社会の化学物質(6)  「香害」はアレルギー反応の一つ

柔軟剤や洗剤、化粧品等の香り成分が由来となって、周囲の人々に健康影響を与えてしまう「香害」(こうがい)。香害は化学物質過敏症の一つで、誰もが被害者になる可能性があります。人によって化学物質の許容量が異なり、まるでコップから水があふれ出るように、体内で許容できる化学物質があふれた時に、健康被害という形で現れます。コップの容量が小さい子どもほどリスクが高くなるので、特に小さなお子様がいるご家庭では注意が必要です。

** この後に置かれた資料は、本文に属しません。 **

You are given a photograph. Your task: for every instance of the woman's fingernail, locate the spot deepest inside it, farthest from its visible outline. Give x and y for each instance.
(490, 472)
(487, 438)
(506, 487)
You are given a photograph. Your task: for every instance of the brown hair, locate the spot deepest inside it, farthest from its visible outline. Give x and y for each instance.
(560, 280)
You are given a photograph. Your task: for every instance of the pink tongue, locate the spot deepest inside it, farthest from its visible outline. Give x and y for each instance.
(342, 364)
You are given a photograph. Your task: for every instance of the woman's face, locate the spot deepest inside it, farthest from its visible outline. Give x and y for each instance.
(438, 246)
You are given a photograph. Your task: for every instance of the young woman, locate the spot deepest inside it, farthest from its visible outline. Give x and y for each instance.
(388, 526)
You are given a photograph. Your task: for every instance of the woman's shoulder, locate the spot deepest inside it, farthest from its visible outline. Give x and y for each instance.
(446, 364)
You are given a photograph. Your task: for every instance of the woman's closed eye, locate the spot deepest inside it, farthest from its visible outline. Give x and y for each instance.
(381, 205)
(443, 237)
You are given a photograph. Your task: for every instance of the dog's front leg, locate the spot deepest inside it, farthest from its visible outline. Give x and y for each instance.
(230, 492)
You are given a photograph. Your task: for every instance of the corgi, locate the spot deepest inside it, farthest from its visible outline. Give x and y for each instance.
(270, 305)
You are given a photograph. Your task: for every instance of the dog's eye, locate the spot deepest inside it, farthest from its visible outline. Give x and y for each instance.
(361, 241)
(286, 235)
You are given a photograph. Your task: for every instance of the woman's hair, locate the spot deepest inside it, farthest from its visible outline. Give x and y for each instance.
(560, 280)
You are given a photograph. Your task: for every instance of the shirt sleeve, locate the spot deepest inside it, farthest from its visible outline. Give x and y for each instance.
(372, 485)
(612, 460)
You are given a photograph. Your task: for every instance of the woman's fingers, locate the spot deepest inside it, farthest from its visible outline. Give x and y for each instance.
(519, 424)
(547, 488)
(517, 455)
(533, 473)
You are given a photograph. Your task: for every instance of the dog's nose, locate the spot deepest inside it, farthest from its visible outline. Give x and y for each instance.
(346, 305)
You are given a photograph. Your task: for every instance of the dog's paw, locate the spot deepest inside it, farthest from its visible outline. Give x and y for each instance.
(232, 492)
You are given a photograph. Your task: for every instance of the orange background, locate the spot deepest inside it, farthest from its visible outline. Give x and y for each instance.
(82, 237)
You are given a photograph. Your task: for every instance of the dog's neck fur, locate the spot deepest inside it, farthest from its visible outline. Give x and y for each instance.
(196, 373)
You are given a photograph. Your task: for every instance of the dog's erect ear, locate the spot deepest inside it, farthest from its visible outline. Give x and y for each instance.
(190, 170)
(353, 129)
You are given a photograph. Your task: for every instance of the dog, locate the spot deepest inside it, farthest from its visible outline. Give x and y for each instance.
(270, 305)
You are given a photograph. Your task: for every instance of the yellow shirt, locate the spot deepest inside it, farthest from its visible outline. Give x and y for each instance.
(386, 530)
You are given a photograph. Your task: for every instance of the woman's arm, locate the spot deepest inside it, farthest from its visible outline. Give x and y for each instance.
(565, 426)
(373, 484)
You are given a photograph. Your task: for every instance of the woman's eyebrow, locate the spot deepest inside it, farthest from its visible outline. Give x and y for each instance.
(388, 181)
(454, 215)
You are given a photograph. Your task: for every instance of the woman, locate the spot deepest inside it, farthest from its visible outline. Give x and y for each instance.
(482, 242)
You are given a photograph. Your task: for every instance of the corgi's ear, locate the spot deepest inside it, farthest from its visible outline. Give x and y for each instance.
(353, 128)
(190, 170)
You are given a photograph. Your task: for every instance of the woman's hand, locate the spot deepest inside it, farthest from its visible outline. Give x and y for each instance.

花粉症を例にするとわかりやすいですよね。私が子どもの頃は、花粉症はそれほど多くの人に現れるアレルギー反応ではありませんでした。ところが今は、春先になると、実に多くの人がくしゃみをしたり、目をこするシーンを目にします。スギ花粉由来の花粉症が多いですが、最近ではヒノキ、ブタクサ、イネなども……。花粉だけの問題ではなく、道路のアスファルトやクルマの排気ガス、そして香害も含めたさまざまな化学物質が複合的に絡み合って、国民病と言われるほどに広がりました。

香害は、新しい公害とも言える社会課題です。誰もが被害者にも、加害者にもなりうるものなのです。